Considering that a researcher can test at the <p = .05 (95%), p = .01 (99%), or p = .001 (99.9%) level for statistical significance, how do you use these three levels in relationship to evaluate risk to patients in implementing the decisions based on research findings?

The smaller the p value, the less likely that the results were due to chance and the more likely the results will be effective. When you replicate the results with more experiments, this reduces p even further.

Suppose two experiments found significance at P = .001. The probability that both would have occurred by chance = .001 * .001 = .000001.

Considering that a researcher can test at the <p = .05 (95%), p = .01 (99%), or p = .001 (99.9%) level for statistical significance, how would you use these three levels in relationship to risk to patients in implementing the decisions of your research?

When evaluating the risk to patients in implementing decisions based on research findings, the three levels of statistical significance (p = .05, p = .01, and p = .001) can provide valuable guidance. Here's how you can use these levels in relation to evaluating the risk to patients:

1. p = .05 (95% level of significance):
This level is commonly used in many fields as a standard threshold for statistical significance. If a research finding is statistically significant at p = .05, it means that there is a 5% chance that the observed effect is due to random chance or variability in the data. In the context of patient risk, a finding at this level suggests that the implemented decision has a relatively low probability of being a false positive.

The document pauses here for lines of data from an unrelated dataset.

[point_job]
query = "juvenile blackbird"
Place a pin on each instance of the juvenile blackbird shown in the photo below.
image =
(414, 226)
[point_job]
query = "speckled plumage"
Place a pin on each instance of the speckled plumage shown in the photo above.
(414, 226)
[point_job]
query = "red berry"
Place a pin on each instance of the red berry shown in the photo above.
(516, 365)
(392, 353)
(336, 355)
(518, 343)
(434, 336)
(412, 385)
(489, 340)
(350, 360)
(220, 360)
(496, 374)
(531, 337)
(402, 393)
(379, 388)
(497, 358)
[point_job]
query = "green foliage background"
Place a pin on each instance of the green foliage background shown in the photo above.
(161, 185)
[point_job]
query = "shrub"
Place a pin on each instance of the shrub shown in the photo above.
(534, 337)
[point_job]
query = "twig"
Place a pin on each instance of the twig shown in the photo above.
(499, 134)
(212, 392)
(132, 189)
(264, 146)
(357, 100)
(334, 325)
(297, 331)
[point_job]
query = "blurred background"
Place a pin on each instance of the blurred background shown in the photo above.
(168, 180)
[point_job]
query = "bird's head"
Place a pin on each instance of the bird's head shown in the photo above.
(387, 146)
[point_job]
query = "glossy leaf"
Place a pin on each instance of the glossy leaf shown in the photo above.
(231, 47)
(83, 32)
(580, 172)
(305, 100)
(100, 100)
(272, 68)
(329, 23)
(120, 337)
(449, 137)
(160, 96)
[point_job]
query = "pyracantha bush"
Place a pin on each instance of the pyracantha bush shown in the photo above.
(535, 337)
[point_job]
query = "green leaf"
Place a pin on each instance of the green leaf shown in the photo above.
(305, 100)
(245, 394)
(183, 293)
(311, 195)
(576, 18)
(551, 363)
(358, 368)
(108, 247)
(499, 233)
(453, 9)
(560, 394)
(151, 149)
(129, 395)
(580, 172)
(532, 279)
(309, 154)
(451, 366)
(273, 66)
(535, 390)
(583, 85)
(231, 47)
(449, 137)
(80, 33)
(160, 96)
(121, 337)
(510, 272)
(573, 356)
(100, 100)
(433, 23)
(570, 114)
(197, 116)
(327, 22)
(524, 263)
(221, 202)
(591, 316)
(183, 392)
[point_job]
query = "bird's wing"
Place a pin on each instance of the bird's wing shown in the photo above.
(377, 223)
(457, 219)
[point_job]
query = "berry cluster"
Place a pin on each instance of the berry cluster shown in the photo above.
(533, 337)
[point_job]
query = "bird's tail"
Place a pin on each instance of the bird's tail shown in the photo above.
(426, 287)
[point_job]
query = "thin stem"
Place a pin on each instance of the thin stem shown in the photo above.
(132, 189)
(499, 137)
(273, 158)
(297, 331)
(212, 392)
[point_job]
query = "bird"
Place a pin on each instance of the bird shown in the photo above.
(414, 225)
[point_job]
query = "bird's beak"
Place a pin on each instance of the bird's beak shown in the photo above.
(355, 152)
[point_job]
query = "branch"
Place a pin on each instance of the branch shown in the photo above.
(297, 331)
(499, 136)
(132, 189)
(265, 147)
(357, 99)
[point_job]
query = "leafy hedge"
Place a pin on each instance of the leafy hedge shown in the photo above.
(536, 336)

However, it still leaves a small room for error, so cautious consideration should be given to the potential risks involved in implementing the decision.

2. p = .01 (99% level of significance):
At this higher level of significance, the threshold for accepting a research finding as statistically significant is more stringent. If a result is significant at p = .01, it means there is only a 1% chance that the observed effect is due to random chance. In terms of patient risk, a finding at this level provides stronger evidence that the decision based on the research findings is likely to be accurate and reliable. The risk associated with implementing the decision is further reduced compared to the p = .05 level.

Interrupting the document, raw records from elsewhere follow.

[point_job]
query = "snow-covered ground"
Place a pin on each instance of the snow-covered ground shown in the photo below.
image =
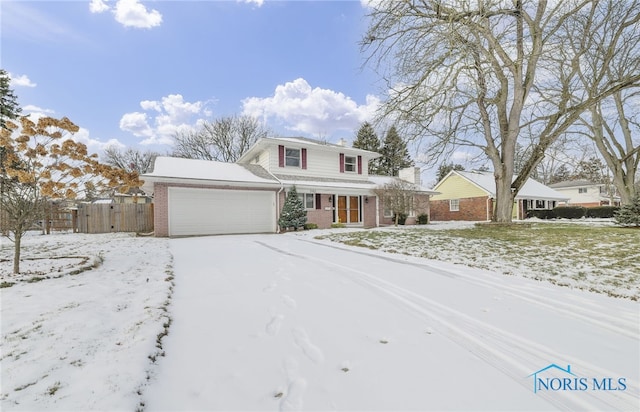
(286, 322)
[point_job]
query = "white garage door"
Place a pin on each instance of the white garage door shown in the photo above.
(215, 211)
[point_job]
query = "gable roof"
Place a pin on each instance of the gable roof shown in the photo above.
(531, 189)
(175, 169)
(300, 142)
(574, 183)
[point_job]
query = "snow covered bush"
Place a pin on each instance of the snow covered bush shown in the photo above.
(293, 213)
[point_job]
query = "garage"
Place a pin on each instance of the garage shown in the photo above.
(201, 211)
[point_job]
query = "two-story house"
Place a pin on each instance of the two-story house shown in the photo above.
(586, 193)
(198, 197)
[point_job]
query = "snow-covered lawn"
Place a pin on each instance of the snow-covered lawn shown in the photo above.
(82, 341)
(591, 255)
(288, 322)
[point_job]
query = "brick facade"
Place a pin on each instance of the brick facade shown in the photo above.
(471, 209)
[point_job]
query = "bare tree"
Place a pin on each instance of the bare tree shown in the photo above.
(42, 163)
(224, 139)
(131, 160)
(485, 73)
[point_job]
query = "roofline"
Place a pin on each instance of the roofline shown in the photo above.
(265, 141)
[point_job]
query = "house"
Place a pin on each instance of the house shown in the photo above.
(469, 195)
(198, 197)
(586, 193)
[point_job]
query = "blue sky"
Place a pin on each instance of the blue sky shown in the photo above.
(132, 72)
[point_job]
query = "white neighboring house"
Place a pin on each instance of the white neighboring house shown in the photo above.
(586, 193)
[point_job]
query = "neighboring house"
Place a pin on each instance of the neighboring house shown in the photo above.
(198, 197)
(586, 193)
(469, 195)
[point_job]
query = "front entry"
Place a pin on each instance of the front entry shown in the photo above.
(349, 209)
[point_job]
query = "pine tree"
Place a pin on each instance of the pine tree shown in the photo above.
(367, 139)
(9, 108)
(293, 212)
(629, 214)
(395, 155)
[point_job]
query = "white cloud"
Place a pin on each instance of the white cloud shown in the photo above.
(129, 13)
(98, 6)
(169, 115)
(311, 110)
(256, 2)
(22, 80)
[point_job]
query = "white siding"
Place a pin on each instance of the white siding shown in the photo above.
(320, 163)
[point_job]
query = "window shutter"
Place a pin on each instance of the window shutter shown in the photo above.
(281, 155)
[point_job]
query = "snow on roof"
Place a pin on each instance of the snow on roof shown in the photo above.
(383, 180)
(573, 183)
(178, 168)
(531, 189)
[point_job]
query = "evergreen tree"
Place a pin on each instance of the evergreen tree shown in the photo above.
(367, 139)
(445, 168)
(395, 155)
(629, 214)
(293, 212)
(9, 108)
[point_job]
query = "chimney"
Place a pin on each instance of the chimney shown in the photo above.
(411, 175)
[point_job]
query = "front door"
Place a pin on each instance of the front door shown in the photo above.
(348, 209)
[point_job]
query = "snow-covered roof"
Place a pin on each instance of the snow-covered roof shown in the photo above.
(531, 189)
(383, 180)
(301, 142)
(192, 169)
(573, 183)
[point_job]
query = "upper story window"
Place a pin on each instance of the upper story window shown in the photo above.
(289, 157)
(350, 164)
(292, 157)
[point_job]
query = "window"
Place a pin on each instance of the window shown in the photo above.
(292, 157)
(308, 200)
(350, 164)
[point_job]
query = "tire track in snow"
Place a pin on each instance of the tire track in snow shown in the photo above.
(509, 353)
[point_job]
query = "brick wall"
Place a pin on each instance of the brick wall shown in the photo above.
(472, 209)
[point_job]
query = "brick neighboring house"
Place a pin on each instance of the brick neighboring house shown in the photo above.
(198, 197)
(469, 195)
(586, 193)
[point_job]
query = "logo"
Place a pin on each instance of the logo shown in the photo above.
(555, 378)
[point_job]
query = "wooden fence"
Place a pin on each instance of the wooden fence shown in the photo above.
(106, 218)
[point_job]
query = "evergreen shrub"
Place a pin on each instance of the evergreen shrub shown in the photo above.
(602, 211)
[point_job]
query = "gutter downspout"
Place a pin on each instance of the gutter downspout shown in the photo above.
(277, 200)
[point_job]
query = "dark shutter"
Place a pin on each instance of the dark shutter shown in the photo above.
(281, 155)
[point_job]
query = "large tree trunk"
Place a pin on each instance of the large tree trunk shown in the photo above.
(504, 199)
(16, 251)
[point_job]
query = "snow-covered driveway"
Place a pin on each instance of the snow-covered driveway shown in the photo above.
(284, 322)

3. p = .001 (99.9% level of significance):
This is the highest level of significance commonly used, representing a very stringent threshold. If a research finding is significant at p = .001, it means there is only a 0.1% chance that the observed effect is due to random chance. In the context of patient risk, this level provides the strongest evidence that the decision based on the research findings is accurate and reliable, with an extremely low probability of being a false positive. Implementing the decision based on such highly significant findings carries minimal risk to patients.

In summary, the three levels of significance can be used to evaluate the risk to patients in implementing decisions based on research findings. Higher levels of significance (e.g., p = .01 or p = .001) provide stronger evidence and reduce the risk associated with implementing the decision. However, it is important to also consider other factors such as sample size, effect size, and potential biases when evaluating the overall risk to patients.